1) Where has all my flash gone? Or Hello, HTML 5
This is playing out in the press with a great flourish as everyone scrambles to understand apple’s strategy and relationship with Adobe.  85% of the top websites use flash (according to Adobe Labs) so Flash isn’t going to go away but HTML 5 will be a new way to navigate the web and consume applications, without relying on Java or other plugins. The very nature of how pages are built and how you navigate the web will be an application metaphor. And playing off the current popularity of location based services, with HTML5, the browser on any device can detect the user’s geographical location if approved by that user.  This makes it possible for web pages to explore location aware experiences.  And video consumption will also really benefit because you won’t be relying on proprietary plug-ins that are CPU intensive. And as of this week, Revision 3, a popular broadband TV site, announced it now supports video playback on the Apple iPad, thanks to its foray into HTML5. You’ll see other major video consumption sites follow suite as the game changes again for video on and offline.  (HTML 5 will also be a player in the set top box world)

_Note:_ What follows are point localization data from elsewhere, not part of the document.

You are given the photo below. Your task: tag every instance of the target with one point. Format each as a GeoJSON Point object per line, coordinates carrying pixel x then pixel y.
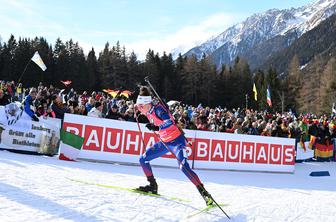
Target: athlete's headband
{"type": "Point", "coordinates": [144, 99]}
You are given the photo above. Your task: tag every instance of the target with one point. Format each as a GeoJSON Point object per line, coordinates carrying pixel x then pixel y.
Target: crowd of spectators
{"type": "Point", "coordinates": [53, 102]}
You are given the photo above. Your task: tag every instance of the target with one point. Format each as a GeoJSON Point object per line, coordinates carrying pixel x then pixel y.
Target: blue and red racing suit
{"type": "Point", "coordinates": [172, 137]}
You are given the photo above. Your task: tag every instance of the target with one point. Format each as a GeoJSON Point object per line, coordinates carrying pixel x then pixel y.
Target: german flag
{"type": "Point", "coordinates": [312, 142]}
{"type": "Point", "coordinates": [303, 145]}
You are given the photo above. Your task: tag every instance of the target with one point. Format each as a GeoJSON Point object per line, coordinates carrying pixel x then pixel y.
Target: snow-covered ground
{"type": "Point", "coordinates": [38, 188]}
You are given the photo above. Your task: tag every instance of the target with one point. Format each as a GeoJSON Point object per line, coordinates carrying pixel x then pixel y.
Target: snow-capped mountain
{"type": "Point", "coordinates": [287, 25]}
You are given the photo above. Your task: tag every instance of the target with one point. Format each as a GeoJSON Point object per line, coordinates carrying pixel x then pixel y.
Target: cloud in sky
{"type": "Point", "coordinates": [185, 38]}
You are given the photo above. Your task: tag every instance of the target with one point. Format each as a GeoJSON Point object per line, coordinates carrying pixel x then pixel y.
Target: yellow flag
{"type": "Point", "coordinates": [255, 92]}
{"type": "Point", "coordinates": [38, 60]}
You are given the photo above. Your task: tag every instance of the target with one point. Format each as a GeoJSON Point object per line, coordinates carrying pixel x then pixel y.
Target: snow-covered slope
{"type": "Point", "coordinates": [261, 27]}
{"type": "Point", "coordinates": [38, 188]}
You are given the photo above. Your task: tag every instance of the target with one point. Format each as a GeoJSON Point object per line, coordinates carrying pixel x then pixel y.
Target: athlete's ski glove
{"type": "Point", "coordinates": [152, 127]}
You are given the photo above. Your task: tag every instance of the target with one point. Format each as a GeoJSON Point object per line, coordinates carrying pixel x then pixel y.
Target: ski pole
{"type": "Point", "coordinates": [164, 104]}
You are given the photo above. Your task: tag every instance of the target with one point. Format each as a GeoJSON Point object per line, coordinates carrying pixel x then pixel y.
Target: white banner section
{"type": "Point", "coordinates": [120, 141]}
{"type": "Point", "coordinates": [19, 132]}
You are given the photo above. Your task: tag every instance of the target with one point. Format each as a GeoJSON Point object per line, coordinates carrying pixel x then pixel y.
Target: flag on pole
{"type": "Point", "coordinates": [71, 145]}
{"type": "Point", "coordinates": [269, 101]}
{"type": "Point", "coordinates": [255, 92]}
{"type": "Point", "coordinates": [66, 83]}
{"type": "Point", "coordinates": [38, 60]}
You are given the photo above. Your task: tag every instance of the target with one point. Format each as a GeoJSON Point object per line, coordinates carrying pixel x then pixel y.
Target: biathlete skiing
{"type": "Point", "coordinates": [171, 139]}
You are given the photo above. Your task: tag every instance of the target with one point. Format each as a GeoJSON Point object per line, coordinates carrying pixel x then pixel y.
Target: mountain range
{"type": "Point", "coordinates": [262, 36]}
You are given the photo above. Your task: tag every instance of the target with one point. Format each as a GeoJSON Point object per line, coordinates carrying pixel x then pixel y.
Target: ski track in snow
{"type": "Point", "coordinates": [38, 188]}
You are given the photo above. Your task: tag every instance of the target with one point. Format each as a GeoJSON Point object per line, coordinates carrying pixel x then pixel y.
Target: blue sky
{"type": "Point", "coordinates": [139, 25]}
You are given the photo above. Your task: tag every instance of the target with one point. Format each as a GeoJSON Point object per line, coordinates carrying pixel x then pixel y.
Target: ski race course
{"type": "Point", "coordinates": [42, 188]}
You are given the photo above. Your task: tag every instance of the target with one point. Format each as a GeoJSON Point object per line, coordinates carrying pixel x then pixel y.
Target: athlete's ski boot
{"type": "Point", "coordinates": [206, 196]}
{"type": "Point", "coordinates": [151, 188]}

2) Changing the Search Metaphor
Navigating the iPad to discover new applications is a bit clumsy, with the app store providing category search featuring specific players and the standard aggregations around “users who bought this.”  But it’s the deeper strategy of how to play within the apps themselves, how to drive users to “unlock” other features with micropayments and become devotees to certain app makers and brands that will drive download and usage. Right now, if you search on Google for a particular app, it will serve up a link that will potentially launch your iTunes store. But if my iPad becomes my main device, will I even bother to google it up or stick with the store as my main app discovery? Note that this piece is devoted to the iPad…Android will own and conquer its own path through its search legacy.
3) It’s the screen size silly
I’m speechless here. It’s just a game changer.

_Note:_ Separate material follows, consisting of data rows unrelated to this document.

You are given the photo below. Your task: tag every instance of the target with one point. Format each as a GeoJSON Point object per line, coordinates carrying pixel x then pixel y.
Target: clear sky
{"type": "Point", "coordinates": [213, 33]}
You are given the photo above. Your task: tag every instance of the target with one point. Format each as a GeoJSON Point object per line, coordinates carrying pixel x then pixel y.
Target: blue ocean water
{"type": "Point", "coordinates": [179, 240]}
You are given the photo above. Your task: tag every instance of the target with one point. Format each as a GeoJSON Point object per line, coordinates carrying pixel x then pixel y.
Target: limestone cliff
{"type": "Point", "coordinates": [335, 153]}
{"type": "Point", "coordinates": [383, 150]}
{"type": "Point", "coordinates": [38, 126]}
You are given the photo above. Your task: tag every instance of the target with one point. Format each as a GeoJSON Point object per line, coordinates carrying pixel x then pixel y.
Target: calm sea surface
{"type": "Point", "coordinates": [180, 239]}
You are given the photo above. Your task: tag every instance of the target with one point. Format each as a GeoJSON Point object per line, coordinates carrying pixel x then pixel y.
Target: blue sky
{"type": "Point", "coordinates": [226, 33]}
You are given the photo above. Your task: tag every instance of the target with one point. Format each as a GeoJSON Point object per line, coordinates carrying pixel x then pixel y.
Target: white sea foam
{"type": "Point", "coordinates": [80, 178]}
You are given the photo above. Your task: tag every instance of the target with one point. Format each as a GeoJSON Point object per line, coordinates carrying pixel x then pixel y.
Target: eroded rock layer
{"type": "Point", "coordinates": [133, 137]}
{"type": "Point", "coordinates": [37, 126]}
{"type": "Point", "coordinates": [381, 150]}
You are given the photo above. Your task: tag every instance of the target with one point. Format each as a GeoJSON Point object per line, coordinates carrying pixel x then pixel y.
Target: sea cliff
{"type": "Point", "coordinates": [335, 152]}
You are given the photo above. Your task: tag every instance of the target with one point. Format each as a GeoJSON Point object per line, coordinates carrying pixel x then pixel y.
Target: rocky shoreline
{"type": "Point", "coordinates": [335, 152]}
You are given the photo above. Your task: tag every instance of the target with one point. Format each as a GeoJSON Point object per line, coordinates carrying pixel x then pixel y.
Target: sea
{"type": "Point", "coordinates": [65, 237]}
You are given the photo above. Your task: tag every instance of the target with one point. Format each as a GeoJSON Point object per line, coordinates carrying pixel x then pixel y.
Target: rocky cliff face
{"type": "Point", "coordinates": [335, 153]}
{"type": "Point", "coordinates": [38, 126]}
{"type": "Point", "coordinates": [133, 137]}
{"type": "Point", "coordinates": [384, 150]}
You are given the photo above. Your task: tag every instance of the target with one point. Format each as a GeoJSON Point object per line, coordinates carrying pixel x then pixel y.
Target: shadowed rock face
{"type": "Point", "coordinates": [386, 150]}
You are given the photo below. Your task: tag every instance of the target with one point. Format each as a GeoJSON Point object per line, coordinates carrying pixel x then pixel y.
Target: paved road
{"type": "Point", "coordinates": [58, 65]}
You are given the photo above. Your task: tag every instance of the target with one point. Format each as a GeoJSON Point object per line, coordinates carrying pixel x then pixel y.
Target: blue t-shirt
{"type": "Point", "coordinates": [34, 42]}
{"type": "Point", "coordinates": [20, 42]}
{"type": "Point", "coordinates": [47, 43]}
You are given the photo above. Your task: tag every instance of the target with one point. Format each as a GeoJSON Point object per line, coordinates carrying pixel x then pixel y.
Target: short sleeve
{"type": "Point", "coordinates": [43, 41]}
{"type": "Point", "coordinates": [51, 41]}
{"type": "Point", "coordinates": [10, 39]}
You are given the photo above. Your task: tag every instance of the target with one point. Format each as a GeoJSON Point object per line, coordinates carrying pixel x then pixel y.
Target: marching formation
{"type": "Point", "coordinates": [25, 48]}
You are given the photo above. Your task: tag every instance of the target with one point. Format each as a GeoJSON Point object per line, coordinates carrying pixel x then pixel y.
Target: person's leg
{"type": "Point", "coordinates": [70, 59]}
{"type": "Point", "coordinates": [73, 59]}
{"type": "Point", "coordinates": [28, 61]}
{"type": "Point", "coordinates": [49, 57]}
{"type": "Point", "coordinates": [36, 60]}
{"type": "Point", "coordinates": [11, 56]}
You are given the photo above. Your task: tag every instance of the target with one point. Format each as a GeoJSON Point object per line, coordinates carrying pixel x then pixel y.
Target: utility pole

4) Touch Me In The Morning
One of the more interesting effects of the iPhone was that it drove new format solutions with sites formatting their content in at least of two ways: iPhone-optimized sites, with more touch friendly elements that look app-like, and actual iPhone apps. The iPad plays off on this even more with a host of sites and experiences being built to take advantage of the first three items on this list. Robust rich graphical experience that have no separation between user and screen. Content will change and evolve. How we cognitively experience this device will be different than anything before.
5) Consumption
Finally, at its core and with the first iteration, the iPad is primarily designed for content consumption, not for word processing and deeper computing tasks (although as a new version of the OS launches this summer, the ability to multi-task and organize your apps will drive more active use on the computing side). For first time publishers are not basing their “E-based” content with print as the final output. In fact, one of the most exciting debuts on the iPad is the Marvel comics store and a host of other graphical novel applications.  Look for “Dust to Dust” a prequel to Philip K Dick’s famous Blade Runner novel, Do Android Dream of Electric Sheep.  That app will feature some location based services to add in the purchase of a physical copy.